The reason for this is simple: anyone that claims to know what you should do, down to exact software or solutions, is overvaluing their expertise - but more crucially undervaluing yours. You are the expert on what your business does, how it works, where the pain points are and how it breaks down (incidentally that is one of the most useful questions to ask about any business: how it breaks).
Whatever you do, then, should start in your expertise, and then you can apply that in the mental models we provide. It is our conviction that if these mental models can help you start exploring the new opportunities this technology brings, then we will all be better off: the benefits of a technology are dependent on the diffusion of that technology through all layers of society, but especially dependent on businesses adopting the new tools.

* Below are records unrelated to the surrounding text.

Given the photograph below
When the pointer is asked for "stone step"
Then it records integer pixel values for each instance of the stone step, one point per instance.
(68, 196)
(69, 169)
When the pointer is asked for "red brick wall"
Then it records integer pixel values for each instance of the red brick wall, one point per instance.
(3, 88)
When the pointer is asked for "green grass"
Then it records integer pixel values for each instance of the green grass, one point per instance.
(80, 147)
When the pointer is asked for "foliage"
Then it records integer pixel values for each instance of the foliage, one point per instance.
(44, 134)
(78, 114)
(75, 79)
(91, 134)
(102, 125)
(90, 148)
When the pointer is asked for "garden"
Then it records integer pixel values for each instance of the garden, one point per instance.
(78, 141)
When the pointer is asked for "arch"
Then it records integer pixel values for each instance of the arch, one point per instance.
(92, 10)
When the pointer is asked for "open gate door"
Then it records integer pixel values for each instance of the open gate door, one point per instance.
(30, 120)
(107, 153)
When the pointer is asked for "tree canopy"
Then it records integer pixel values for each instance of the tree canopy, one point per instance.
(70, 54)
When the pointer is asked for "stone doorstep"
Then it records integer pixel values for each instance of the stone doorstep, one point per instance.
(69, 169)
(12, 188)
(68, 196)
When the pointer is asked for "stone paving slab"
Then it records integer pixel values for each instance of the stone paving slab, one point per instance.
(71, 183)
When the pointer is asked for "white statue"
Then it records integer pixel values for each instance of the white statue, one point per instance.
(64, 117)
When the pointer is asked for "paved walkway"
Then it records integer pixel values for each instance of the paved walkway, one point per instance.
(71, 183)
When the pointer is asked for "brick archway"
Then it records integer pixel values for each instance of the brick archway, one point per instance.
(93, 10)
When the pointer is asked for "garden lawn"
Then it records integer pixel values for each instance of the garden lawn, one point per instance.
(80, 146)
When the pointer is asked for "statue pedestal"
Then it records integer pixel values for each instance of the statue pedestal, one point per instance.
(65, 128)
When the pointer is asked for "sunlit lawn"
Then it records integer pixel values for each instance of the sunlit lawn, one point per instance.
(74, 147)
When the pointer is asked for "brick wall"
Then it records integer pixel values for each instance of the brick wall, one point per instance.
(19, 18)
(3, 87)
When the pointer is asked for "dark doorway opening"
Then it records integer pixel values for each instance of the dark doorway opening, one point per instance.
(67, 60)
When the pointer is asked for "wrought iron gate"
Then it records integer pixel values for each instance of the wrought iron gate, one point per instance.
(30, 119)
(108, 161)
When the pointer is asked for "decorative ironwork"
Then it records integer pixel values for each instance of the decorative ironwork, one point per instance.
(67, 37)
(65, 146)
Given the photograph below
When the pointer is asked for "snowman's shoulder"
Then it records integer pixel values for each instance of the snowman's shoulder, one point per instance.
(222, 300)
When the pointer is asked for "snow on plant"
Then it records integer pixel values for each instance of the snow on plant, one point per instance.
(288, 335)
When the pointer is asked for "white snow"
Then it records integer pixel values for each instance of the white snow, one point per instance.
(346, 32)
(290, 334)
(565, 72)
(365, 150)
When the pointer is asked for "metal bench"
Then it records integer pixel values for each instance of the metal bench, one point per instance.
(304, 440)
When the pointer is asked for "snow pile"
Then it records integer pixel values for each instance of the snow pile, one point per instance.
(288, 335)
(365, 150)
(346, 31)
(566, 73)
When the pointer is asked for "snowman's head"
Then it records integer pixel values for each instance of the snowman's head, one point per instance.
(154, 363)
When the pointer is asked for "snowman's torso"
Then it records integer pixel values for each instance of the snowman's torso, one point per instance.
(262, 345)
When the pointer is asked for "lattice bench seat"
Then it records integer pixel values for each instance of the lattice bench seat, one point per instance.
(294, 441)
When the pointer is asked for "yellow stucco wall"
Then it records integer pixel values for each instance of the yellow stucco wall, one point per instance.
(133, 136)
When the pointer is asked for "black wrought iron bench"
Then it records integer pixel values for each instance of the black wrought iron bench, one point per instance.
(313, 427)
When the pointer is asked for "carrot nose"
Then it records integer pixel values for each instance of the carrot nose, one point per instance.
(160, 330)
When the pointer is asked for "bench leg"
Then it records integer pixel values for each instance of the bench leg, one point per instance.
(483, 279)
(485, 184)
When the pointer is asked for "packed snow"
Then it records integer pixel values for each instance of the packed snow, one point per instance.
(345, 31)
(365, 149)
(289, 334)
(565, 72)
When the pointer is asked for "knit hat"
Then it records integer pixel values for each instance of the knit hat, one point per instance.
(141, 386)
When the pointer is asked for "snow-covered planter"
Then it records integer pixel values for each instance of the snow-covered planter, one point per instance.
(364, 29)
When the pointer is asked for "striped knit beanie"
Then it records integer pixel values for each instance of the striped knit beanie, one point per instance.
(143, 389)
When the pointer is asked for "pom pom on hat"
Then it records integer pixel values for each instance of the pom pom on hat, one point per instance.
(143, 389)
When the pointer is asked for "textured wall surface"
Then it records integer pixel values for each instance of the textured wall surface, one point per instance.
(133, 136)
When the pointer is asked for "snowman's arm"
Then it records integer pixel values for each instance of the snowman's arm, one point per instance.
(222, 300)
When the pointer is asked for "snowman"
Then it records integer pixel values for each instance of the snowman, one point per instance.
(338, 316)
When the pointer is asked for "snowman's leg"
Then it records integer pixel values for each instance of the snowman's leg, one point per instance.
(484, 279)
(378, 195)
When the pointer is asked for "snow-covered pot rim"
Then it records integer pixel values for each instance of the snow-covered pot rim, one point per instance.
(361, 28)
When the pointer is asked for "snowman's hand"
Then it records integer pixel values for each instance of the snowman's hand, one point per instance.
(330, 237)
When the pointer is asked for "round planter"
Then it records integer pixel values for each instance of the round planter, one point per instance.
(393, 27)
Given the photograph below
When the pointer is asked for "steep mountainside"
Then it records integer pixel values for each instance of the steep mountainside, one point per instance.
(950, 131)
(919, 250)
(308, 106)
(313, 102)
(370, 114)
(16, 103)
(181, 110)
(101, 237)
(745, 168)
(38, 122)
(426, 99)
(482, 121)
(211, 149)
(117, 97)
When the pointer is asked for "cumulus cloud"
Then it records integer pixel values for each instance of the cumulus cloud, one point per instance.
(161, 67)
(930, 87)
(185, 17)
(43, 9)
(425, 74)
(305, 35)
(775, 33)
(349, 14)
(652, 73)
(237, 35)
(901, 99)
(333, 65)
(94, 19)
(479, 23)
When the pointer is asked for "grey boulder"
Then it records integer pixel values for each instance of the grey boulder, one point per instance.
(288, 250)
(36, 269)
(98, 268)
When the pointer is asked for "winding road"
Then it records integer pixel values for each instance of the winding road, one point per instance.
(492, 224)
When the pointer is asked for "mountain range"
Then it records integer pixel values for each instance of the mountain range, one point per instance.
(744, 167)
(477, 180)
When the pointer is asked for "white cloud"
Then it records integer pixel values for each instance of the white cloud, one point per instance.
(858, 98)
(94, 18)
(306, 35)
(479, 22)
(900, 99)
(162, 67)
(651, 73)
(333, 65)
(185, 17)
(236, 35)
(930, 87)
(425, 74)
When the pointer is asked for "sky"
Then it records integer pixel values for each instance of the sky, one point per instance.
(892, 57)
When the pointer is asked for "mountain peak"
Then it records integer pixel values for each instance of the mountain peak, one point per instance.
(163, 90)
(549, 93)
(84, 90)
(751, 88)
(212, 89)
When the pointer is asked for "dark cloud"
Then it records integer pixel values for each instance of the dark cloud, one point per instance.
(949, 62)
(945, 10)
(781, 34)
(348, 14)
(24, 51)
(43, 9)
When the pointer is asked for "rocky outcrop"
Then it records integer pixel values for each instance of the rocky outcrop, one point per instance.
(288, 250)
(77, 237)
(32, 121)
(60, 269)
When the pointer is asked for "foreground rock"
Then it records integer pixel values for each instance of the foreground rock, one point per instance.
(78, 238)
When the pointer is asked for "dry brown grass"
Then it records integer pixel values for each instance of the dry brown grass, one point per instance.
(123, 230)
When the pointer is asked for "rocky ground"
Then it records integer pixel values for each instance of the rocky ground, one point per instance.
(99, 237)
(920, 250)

And, of course, we would love to hear from you as well – we will continue to share ideas for board members and new technologies that we run into as well as stories about successes on this webpage. Send us your ideas, thoughts and questions at [address].
Start where you are
Your organization is almost certainly already using AI, whether through formal initiatives or grassroots adoption. Your employees are experimenting with generative AI tools, automating workflows, and discovering innovative applications. This organic adoption—what we call the "shadow dividend"—represents valuable organizational learning that often goes untapped at the strategic level.
The natural impulse for many boards and executive teams is to restrict this bottom-up experimentation out of legitimate concerns about security, compliance, and governance. However, this approach risks stifling innovation precisely where it's most likely to emerge—at the frontlines of your organization, where employees intimately understand operational challenges and customer needs.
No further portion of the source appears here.